Martin received a B.A. and then an M.A. from Simon Fraser University, both in criminology, and also received a diploma in Criminal Justice from UCFV.

==Politics==
Martin announced on December 5, 2011 that he would seek the British Columbia Conservative party nomination in the Chilliwack-Hope by-election. He became the Tory nominee (was acclaimed as the British Columbia Conservative Party candidate) in 2012, and also was named a member of the minority party shadow cabinet as a counterpart to the then-Liberal-party-member Attorney General of British Columbia. Martin was first elected, as a member of the British Columbia Liberal Party, during the May 2013 provincial election. From 2017-2020, Martin represented the Chilliwack district as a member of the Legislative Assembly of British Columbia in Victoria.

In government, he served as Parliamentary Secretary to the Minister of Forests, Lands and Natural Resource Operations. In Opposition, he served as the Official Opposition critic for Labour.

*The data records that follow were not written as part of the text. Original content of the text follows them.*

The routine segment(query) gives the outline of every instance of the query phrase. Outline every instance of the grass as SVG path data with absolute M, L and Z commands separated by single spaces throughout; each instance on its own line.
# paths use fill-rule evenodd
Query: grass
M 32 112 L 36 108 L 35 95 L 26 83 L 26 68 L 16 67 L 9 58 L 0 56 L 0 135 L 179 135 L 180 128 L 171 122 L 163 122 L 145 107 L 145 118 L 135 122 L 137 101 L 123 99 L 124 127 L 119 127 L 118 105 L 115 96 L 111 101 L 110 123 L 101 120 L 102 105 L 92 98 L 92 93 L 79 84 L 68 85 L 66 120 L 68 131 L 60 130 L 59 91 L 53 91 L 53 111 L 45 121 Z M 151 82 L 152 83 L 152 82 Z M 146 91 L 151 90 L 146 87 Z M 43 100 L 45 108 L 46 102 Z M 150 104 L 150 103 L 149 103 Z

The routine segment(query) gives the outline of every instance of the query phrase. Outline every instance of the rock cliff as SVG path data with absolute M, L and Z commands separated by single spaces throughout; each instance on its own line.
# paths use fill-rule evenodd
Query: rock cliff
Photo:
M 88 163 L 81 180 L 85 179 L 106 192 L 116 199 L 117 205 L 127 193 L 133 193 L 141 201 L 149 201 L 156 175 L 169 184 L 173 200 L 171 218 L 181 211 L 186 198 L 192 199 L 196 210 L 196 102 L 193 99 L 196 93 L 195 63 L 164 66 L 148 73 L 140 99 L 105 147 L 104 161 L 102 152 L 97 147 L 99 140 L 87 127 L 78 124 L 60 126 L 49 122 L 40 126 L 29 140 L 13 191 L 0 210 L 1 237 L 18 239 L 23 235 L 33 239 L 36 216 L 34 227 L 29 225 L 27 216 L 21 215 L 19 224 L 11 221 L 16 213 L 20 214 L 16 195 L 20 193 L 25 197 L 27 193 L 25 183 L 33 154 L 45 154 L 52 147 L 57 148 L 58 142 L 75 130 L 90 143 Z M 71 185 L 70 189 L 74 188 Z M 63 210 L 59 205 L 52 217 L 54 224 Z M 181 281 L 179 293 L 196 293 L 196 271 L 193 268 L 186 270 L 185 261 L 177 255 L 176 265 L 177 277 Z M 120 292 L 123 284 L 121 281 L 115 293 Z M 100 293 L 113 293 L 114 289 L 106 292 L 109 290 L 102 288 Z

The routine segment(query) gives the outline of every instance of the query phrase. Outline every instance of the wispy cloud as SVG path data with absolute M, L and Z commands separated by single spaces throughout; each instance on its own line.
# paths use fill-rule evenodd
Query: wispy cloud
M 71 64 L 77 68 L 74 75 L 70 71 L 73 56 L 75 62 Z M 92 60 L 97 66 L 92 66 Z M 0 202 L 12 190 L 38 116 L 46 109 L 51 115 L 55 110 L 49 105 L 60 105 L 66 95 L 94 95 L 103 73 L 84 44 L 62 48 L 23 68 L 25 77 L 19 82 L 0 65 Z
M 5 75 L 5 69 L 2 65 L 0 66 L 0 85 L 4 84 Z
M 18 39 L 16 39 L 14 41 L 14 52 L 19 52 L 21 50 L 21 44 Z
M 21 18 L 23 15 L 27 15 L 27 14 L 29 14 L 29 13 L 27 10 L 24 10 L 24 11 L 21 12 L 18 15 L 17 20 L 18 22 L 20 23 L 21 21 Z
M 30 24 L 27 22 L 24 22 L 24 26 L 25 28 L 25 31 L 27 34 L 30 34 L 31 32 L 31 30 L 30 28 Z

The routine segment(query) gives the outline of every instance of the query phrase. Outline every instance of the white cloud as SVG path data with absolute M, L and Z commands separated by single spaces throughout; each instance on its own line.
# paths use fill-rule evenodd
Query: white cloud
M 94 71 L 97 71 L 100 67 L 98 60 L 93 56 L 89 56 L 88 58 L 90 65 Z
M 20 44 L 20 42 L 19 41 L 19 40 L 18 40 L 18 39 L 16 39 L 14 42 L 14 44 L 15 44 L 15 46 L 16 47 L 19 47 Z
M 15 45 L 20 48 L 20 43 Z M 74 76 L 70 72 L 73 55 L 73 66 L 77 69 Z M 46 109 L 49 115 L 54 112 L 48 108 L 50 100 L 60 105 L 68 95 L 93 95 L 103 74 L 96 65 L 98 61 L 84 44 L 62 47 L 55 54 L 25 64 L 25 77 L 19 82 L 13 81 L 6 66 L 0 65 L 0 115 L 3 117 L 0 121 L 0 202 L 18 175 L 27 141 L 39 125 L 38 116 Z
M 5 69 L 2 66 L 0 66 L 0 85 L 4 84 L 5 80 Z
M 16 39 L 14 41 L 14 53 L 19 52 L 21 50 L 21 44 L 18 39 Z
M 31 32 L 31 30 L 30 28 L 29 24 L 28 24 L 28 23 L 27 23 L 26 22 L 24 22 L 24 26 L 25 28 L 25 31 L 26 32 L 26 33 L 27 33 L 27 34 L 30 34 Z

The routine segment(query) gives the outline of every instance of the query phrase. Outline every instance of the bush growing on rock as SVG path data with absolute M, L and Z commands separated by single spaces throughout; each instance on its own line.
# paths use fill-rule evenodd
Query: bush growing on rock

Martin has written columns for The Vancouver Province, The Chilliwack Times, and The Abbotsford Times; he received a Certificate of Technology in Broadcast Communications from the British Columbia Institute of Technology.

== Electoral record ==

v; t; e; 2020 British Columbia general election: Chilliwack
| Party | Candidate | Votes | % | ±% | Expenditures |
|  | New Democratic | Dan Coulter | 7,349 | 41.56 | +9.18 | $5,919.34 |
|  | Liberal | John Martin | 5,102 | 28.85 | −19.57 | $36,378.86 |
|  | Conservative | Diane Janzen | 2,910 | 16.46 | – | $20,583.54 |
|  | Green | Tim Cooper | 1,888 | 10.68 | −6.42 | $2,161.84 |
|  | Independent | Josue Anderson | 257 | 1.45 | – | $2,965.16 |
|  | Libertarian | Andrew Coombes | 177 | 1.00 | – | $0.00 |
| Total valid votes |  |  | 17,683 | 100.00 | – |
| Total rejected ballots |  |  | 216 | 1.21 |  |  |
| Turnout |  |  | 17,899 | 47.04 |  |  |
| Registered voters |  |  | 38,054 |
|  | New Democratic gain from Liberal |  | Swing |  | +14.38 |
Source: Elections BC

v; t; e; 2017 British Columbia general election: Chilliwack
Party: Candidate; Votes; %; ±%; Expenditures
Liberal; John Martin; 9,280; 48.42; +0.84; $43,462
New Democratic; Tracey Lorrean O'Hara; 6,207; 32.38; +1.17; $7,077
Green; Wayne Froese; 3,277; 17.10; +8.71; $855
Independent; Ryan McKinnon; 402; 2.10; –
Total valid votes: 19,166; 100.00
Total rejected ballots: 139; 0.72
Turnout: 19,305; 55.43
Source: Elections BC

v; t; e; 2013 British Columbia general election: Chilliwack
| Party | Candidate | Votes | % |
|  | Liberal | John Martin | 9,983 | 47.58 |
|  | New Democratic | Patti MacAhonic | 6,548 | 31.21 |
|  | Conservative | Chad Elton Eros | 2,510 | 11.96 |
|  | Green | Kim Reimer | 1,761 | 8.39 |
|  | Excalibur | Michael Raymond Halliday | 181 | 0.86 |
| Total valid votes |  |  | 21,002 | 100.00 |
| Total rejected ballots |  |  | 101 | 0.48 |
| Turnout |  |  | 21,103 | 55.85 |
Source: Elections BC

v; t; e; British Columbia provincial by-election, April 19, 2012: Chilliwack-Hope
Party: Candidate; Votes; %; ±%
New Democratic; Gwen O'Mahony; 6,022; 41.89; +8
Liberal; Laurie Throness; 4,593; 31.95; -22
Conservative; John Martin; 3,615; 25.15; +18
Libertarian; Lewis Dahlby; 145; 1.01
Total valid votes: 14,375
Total rejected ballots: 26
Turnout: 14,401; 41.12
"Report of the Chief Electoral Officer on the Port Moody-Coquitlam and Chilliwack-Hope By-elections" (PDF). Elections B.C. Retrieved 2013-03-07.

==Personal life==
Raised in Canada (lower mainland), married (wife Margaret), and a Chilliwack resident (member of the local Royal Canadian Legion).